Peter's POV
Edward's hand sat on my chest. It was all calculated. Bella was hurting. His hand getting lower and lower. I had been through this before. Somebody had hurt her. I knew I had created a monster. I knew what I was doing. Jasper was surely involved. My feelings on the matter didn't matter. Jasper's orders were to be followed. But I couldn't help but care for her. Only Jasper's did, it was his order after all.
"Hey," Edward said and I snapped my head to him. "Why are your thoughts static again?"
"Sorry," I said.
This happened far too often. I always had to be on top of everything. My thoughts flashed by too fast. I thought of too many things. I planned everything. Details, no matter how inconsequential, needed to be planned out fully. My mind never stopped. I couldn't allow it to. Jasper thought he was in charge. He wasn't. I kept him in line. I kept him from doing anything stupid. He probably knew this. Maybe he didn't. I just felt better being on top of everything. I liked serving under his command. It gave me purpose. A drive. I could never just sit idly by.
"Ow," Edward said, grabbing his head, "can't you do that stupid shit you did the first day and pull on your ear?" he asked me. "This is giving me a headache."
Welcome to my world.
I closed my eyes and attempted to clear my mind for his sanity. It wasn't possible. Not entirely. I used Bella's shield and shielded my mind instead. It was simpler this way. Safer.
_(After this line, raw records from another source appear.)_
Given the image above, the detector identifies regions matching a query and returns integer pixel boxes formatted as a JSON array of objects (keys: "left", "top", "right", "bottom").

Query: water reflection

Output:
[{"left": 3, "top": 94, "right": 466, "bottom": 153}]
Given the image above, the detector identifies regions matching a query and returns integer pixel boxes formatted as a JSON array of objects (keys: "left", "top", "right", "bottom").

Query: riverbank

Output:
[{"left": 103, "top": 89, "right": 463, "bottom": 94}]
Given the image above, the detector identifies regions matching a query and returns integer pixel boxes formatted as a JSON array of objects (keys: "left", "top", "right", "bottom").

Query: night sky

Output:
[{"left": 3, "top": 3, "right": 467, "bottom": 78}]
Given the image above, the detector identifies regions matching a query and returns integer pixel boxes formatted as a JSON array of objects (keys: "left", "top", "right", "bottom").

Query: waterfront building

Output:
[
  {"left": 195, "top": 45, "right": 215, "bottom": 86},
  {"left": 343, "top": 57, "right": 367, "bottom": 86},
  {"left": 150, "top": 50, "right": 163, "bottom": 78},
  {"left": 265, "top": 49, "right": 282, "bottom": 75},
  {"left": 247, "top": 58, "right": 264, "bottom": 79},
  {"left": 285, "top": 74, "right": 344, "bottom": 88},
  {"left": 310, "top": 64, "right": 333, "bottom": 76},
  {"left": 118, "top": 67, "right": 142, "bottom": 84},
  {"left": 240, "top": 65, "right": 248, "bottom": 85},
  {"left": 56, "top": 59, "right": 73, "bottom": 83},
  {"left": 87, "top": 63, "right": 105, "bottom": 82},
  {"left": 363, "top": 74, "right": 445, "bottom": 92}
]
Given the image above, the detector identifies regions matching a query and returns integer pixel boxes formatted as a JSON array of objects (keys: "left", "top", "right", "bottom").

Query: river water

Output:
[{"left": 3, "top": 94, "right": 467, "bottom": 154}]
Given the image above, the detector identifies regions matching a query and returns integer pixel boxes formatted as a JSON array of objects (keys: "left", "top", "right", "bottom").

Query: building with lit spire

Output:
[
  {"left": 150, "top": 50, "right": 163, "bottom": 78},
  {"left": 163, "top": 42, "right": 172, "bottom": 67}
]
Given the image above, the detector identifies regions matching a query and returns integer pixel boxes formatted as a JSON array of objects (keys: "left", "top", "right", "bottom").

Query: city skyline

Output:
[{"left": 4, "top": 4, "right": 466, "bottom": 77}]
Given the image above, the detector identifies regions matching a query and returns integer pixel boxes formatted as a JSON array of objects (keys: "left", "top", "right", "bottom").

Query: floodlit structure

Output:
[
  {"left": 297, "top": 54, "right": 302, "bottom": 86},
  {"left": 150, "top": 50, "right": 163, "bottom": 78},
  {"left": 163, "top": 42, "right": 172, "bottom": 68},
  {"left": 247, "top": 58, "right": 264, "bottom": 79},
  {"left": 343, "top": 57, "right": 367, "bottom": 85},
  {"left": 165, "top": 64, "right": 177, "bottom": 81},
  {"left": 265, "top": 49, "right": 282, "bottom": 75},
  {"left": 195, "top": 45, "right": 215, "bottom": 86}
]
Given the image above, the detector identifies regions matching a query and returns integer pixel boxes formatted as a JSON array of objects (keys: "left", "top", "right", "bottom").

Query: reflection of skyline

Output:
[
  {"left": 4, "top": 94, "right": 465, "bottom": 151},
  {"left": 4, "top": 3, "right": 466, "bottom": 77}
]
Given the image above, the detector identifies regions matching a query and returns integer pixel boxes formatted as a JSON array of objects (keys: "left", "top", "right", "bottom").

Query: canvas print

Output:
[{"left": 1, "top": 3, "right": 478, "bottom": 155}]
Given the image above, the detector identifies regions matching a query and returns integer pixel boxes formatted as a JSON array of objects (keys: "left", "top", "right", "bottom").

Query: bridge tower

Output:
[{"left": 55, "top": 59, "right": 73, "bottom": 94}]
"Ugh," Edward said, clutching at my chest tightly. "That's not ideal, but it's better."
Edward would believe that Bella was shielding my mind. I was fine. He would not discover my gift. No one would. The Volturi would want me. I didn't want to live in Italy. I liked the States. I had worked hard to get everything I wanted. Everything but one. Charlotte. I cared for her so much. Jasper killed her. I knew it. He came back and he reeked of her. I said nothing. I played the part I was destined to. Her death was inconvenient, but understandable. Jasper cared for me, more than anyone else. I used his gift. I could feel it all. He loved me. He would never admit this. It didn't matter. He loved me and I loved him.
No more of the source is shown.